- #1
binbagsss
- 1,259
- 11
Homework Statement
Show that
##\lim_{z \to 0} z^2( \psi(z)-\psi(\frac{w_j}{2})) =1##
where ##\psi(z)=\frac{1}{z^2}+\sum\limits_{w \in \Omega}' \frac{1}{(z-w)^2}-\frac{1}{w^2}##
where ##\Omega## are the periods of ##\psi(z)##
Homework Equations
The Attempt at a Solution
##\lim_{z \to 0} z^2( \psi(z)-\psi(\frac{w_j}{2}))= 1 + \sum\limits_{w\in \Omega}'\frac{z^2}{(z-w)^2}-\frac{z^2}{w^2}##
The last time clearly vanishes.
For the second term I can write this as ##\frac{1}{(1-\frac{w}{z})^2} \to 1 ## as ##z \to 0 ##
So I get
##\lim_{z \to 0} z^2( \psi(z)-\psi(\frac{w_j}{2})) =1+ \sum_{w \in \Omega}' 1##
This is probably a stupid question but I don't really understand the summation second term here.

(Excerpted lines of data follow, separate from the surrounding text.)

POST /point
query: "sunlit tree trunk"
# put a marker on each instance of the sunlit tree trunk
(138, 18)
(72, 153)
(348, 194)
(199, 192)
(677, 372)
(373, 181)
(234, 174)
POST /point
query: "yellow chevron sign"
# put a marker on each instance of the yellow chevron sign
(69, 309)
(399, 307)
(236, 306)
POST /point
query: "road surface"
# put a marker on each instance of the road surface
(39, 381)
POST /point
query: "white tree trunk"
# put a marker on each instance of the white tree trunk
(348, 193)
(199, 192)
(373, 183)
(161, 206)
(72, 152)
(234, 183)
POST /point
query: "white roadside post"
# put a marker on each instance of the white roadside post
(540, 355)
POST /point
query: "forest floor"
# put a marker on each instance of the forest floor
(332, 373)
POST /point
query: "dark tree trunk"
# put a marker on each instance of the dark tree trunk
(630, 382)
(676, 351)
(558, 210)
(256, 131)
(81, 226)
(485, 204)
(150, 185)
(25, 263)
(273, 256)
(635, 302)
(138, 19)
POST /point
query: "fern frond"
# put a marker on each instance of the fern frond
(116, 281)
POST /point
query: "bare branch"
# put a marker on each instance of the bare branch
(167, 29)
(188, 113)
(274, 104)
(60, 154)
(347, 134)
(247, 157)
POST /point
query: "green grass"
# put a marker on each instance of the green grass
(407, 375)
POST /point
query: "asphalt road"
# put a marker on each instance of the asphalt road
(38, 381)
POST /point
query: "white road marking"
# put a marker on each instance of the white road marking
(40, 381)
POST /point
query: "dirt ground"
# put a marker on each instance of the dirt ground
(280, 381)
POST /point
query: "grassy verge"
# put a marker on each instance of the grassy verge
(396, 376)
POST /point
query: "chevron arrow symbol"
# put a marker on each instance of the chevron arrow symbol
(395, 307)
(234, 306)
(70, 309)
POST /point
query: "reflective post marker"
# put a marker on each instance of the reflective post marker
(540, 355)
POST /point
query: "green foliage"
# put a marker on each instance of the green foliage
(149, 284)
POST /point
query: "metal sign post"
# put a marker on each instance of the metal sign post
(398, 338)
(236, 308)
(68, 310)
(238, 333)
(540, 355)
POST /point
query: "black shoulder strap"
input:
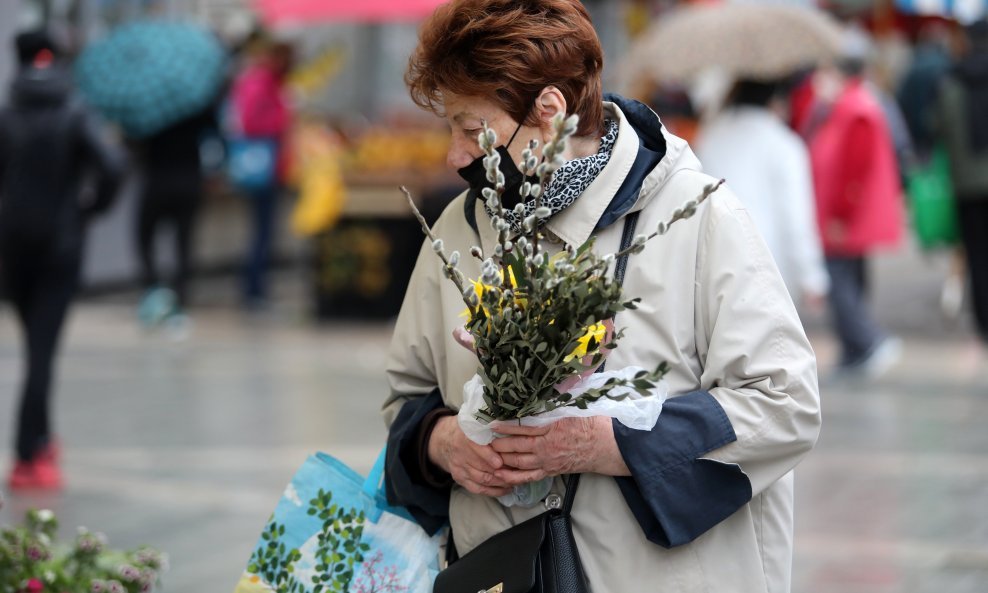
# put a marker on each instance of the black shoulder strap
(470, 210)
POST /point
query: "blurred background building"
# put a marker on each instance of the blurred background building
(349, 82)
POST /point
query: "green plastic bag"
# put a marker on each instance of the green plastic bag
(931, 201)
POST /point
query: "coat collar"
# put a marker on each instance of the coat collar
(576, 224)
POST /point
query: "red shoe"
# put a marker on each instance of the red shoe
(42, 473)
(22, 476)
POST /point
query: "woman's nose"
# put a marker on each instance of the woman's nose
(458, 155)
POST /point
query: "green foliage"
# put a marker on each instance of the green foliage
(534, 318)
(32, 561)
(338, 552)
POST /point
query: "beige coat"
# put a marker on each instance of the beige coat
(714, 306)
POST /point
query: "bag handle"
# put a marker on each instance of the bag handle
(372, 484)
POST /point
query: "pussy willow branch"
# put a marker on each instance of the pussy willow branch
(680, 214)
(442, 255)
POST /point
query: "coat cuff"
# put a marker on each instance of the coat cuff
(674, 494)
(405, 482)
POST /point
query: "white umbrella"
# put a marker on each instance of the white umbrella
(965, 11)
(744, 40)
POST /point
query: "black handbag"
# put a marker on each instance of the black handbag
(536, 556)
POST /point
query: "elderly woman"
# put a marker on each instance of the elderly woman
(702, 502)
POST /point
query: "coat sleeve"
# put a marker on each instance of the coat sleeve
(757, 412)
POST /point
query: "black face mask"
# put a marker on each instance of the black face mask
(476, 175)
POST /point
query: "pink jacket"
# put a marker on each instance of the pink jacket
(259, 103)
(855, 176)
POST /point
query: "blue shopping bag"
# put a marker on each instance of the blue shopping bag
(252, 163)
(334, 532)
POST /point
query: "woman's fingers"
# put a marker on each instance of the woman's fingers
(521, 460)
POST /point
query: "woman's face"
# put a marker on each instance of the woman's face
(466, 116)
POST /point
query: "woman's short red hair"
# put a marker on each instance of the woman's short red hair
(508, 51)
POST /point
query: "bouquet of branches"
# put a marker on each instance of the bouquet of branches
(542, 324)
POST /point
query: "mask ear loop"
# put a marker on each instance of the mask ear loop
(510, 140)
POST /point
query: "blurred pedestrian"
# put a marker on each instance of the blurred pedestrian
(859, 206)
(917, 93)
(963, 119)
(261, 111)
(49, 146)
(171, 195)
(768, 166)
(711, 484)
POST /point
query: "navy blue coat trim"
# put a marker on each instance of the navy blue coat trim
(651, 149)
(403, 481)
(675, 495)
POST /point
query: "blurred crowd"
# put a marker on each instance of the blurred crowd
(856, 156)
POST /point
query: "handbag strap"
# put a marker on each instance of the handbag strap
(627, 235)
(372, 485)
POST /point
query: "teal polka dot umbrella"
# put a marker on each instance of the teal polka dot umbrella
(148, 75)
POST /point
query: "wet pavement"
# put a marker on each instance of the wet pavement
(187, 444)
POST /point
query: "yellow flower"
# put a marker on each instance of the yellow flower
(596, 331)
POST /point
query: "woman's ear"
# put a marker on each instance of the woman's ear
(550, 103)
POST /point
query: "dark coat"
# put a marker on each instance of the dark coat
(56, 168)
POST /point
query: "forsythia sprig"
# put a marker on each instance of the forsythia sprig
(538, 320)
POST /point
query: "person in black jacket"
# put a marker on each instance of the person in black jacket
(51, 153)
(172, 192)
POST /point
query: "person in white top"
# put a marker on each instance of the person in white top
(768, 167)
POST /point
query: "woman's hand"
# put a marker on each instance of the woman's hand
(472, 466)
(568, 445)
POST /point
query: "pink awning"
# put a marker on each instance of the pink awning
(283, 12)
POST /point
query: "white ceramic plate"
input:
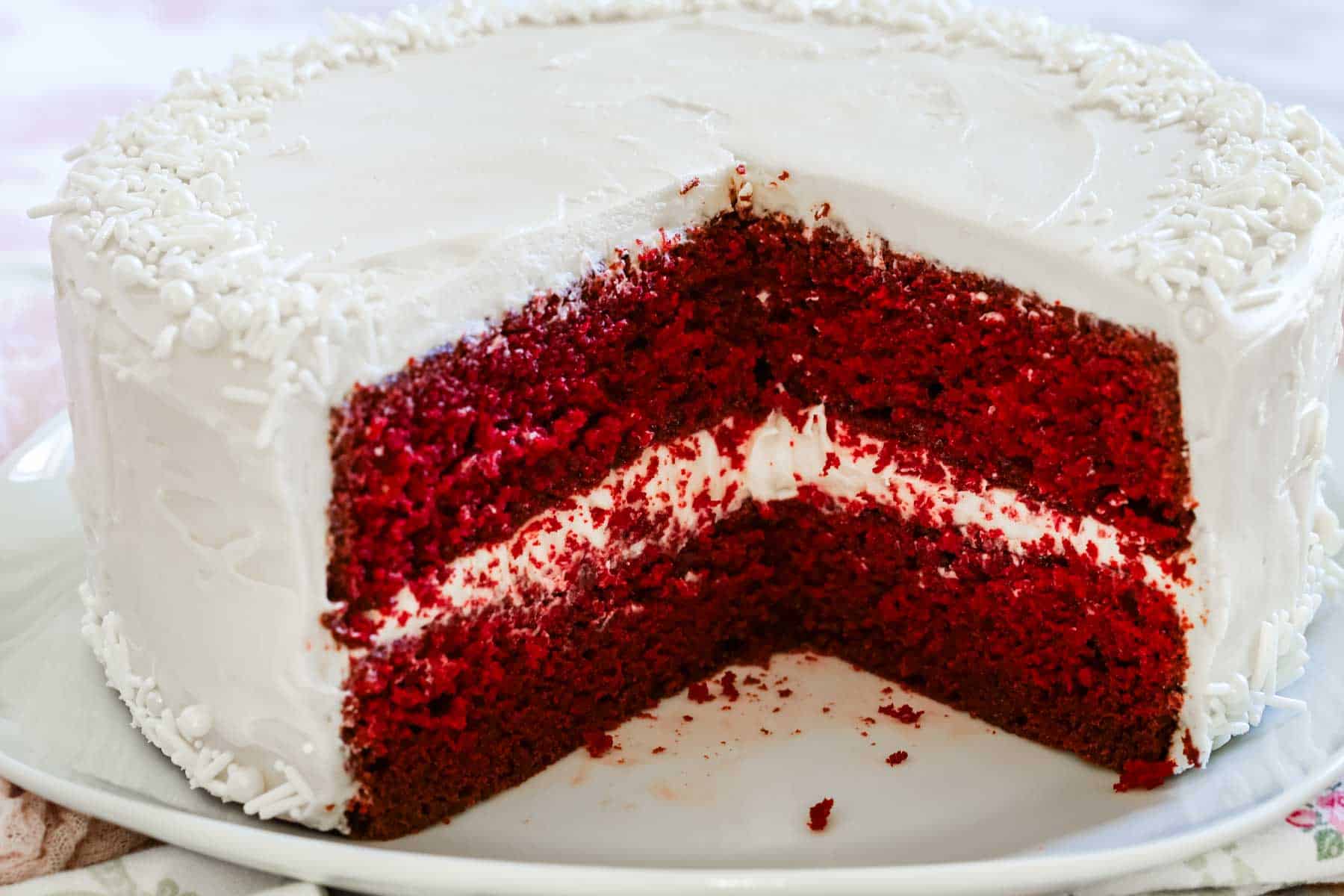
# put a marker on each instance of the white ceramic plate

##\sum_{n=1}^{n=n} 1 = n## right?
So there's an infintie number of ## w \in \Omega ## so obviously I don't want to do this, are you in affect looking at the limit '##mod \Omega ##', so where the first term corresponds to ##w=0 ## ?
Many thanks